KAMPALA — A Chinese top official, Mr. Yang Jiechi, who is a member of the Political Bureau of the Communist Party of China (CPC) Central Committee, met with President Yoweri Museveni on a series of issues but a source said the major discussion zeroed on Uganda’s swelling debt.
Mr. Yang, also director of the Office of the Foreign Affairs Commission of the CPC Central Committee represented Chinese President, Mr. Xi.
A source familiar with both discussions held at Ministry of Foreign affairs on Sunday, February 21 and Monday 22 at State House said Mr. Jiechi seriously warned Ugandan authorities on the consequences of the debt.
For example, Mr. Jiechi wanted both countries to negotiate for China’s rights to Uganda’s sovereign assets but President Museveni reportedly pleaded with China to
ease the debt pressure, by restructuring Uganda’s loans over a longer time period.
Mr. Jiechi reportedly said he needed to consult before he agreed to Uganda’s requests of restructuring Uganda’s loans over a longer time period.
President Museveni recently said Uganda’s debt was sustainable and maintained the country was not losing any of its assets to creditors.
He had for a very long time publicly downplayed the seriousness of Uganda’s debt noting that: ” As long as I’m still in charge, I don’t see that happen at all”.
The auditor-general, John Muwanga warned in a report released recently that public debt had seriously increased and that it had become a top threat to many of the country’s assets.
The report — without naming China — warned that conditions placed on major loans were a threat to Uganda’s sovereign assets.
As of the end of June 2020, Uganda’s public debt was UGX. 56.5 trillion ($15.33 billion), the Bank of Uganda (BoU) said in a report.
About two thirds of the debt is held by external creditors including China and World Bank, and the public debt is now 40.8% of GDP.
The report attributed the 20.5% rise in debt from June 2019 to new borrowing for “countering the economic distress brought about by the COVID-19 pandemic.”
Uganda’s opposition and the IMF have in recent years expressed unease about the ballooning public debt and potential repayment problems.
Auditor General’s report said that in some loans, Uganda had agreed to waive sovereignty over properties if it defaults on the debt — a possibility that officials including Finance Minister Matia Kasaija and President Museveni both rejected.
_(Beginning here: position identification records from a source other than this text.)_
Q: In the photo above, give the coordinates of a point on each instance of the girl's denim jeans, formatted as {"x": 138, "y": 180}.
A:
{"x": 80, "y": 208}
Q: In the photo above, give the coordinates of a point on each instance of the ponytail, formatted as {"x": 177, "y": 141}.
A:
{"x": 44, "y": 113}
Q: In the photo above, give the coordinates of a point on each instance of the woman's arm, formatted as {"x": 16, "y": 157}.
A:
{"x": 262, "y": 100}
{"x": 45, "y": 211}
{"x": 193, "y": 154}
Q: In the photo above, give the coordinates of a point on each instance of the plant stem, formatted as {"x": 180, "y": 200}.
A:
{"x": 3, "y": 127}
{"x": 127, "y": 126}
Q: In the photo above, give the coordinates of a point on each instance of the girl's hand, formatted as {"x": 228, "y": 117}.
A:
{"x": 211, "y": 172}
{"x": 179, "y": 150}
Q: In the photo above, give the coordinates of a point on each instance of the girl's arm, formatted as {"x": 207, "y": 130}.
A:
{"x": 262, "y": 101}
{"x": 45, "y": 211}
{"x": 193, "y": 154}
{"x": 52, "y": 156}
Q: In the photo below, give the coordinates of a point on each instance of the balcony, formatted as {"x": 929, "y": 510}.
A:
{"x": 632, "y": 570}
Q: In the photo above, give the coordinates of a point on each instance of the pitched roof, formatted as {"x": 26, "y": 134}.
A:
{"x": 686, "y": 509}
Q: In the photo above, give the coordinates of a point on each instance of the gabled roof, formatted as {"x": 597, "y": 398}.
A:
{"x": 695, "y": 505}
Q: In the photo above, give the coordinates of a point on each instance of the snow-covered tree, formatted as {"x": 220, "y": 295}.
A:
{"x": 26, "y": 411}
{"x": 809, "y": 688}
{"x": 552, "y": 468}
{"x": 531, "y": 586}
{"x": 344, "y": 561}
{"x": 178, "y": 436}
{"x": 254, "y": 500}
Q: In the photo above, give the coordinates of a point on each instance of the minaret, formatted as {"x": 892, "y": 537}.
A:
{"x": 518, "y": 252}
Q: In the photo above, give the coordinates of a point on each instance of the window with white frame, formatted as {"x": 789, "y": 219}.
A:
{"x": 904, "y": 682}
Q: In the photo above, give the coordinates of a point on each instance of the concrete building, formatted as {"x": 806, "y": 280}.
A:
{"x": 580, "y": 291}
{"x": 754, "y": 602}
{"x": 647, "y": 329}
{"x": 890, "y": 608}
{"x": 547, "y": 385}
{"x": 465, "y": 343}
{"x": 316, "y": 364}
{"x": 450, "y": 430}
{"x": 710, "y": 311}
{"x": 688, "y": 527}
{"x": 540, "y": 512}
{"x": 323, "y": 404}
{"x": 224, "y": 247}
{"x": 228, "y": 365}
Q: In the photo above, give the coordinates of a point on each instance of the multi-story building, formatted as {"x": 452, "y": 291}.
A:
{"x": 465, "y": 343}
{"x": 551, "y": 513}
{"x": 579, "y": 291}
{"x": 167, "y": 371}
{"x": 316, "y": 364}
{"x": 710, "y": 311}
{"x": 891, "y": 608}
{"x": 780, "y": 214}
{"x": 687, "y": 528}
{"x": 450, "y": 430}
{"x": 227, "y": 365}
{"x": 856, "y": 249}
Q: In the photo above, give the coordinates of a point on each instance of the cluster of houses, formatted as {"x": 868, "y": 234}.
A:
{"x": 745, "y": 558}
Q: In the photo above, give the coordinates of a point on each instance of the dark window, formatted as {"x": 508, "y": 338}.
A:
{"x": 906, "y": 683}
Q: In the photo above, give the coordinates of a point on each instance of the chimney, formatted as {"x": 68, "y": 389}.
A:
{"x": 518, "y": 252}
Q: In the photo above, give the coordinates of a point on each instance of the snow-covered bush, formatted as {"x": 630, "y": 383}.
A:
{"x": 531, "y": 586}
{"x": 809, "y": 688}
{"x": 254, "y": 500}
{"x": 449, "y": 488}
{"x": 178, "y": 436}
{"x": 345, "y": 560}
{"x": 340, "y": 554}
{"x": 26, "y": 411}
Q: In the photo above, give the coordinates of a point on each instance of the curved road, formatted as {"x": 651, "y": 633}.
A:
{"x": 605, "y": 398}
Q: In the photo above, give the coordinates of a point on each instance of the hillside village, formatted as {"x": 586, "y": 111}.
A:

“China taking over assets?… unless there is really a catastrophe, and which I don’t see at all, that will make this economy going behind. So, … I’m not worried about China taking assets. They can do it elsewhere, I don’t know. But here, I don’t think it will come,” Mr. Kasaija was quoted as saying before the economy was hit hard by Coronavirus.
Today, China is one of Uganda’s biggest country-lenders, with about $3 billion in development projects through state-owned banks.
China’s Exim Bank has funded about 85 percent of two major Ugandan power projects — Karuma and Isimba dams. It also financed and built Kampala’s $476 million Entebbe Express Highway to the airport, which cuts driving time by more than half.
China’s National Offshore Oil Corporation, France’s Total, and Britain’s Tullow Oil co-own Uganda’s western oil fields, set to be tapped by 2021.
Source say China’s foot in Uganda’s oil could be one way it decides to take back what is owed.
“By having a foot in there they will say fine, we are going to pay you for oil. But instead of giving you $60 a barrel, you owe us. We’ll give you $55. The $5 you are paying the old debt. But we are reaching a level where you don’t see this oil being an answer to the current debt problem,” a top economist said.
Uganda’s worries about China seizing national assets are not the first in Africa.
A leaked December report in Kenya showed China was promised parts of Mombasa Port as collateral for financing a $3 billion railway it built from the port to Nairobi.
Both Chinese and Kenyan officials have denied that the port’s ownership is at risk.
Reports in September that China was taking over Zambia’s state power company over unpaid debt rippled across Africa, despite government denials.
But the fear of a Chinese takeover of a sovereign state’s assets over debt is not completely without merit. Struggling to pay back loans to state-owned Chinese firms, Sri Lanka in 2017 handed over a strategic port.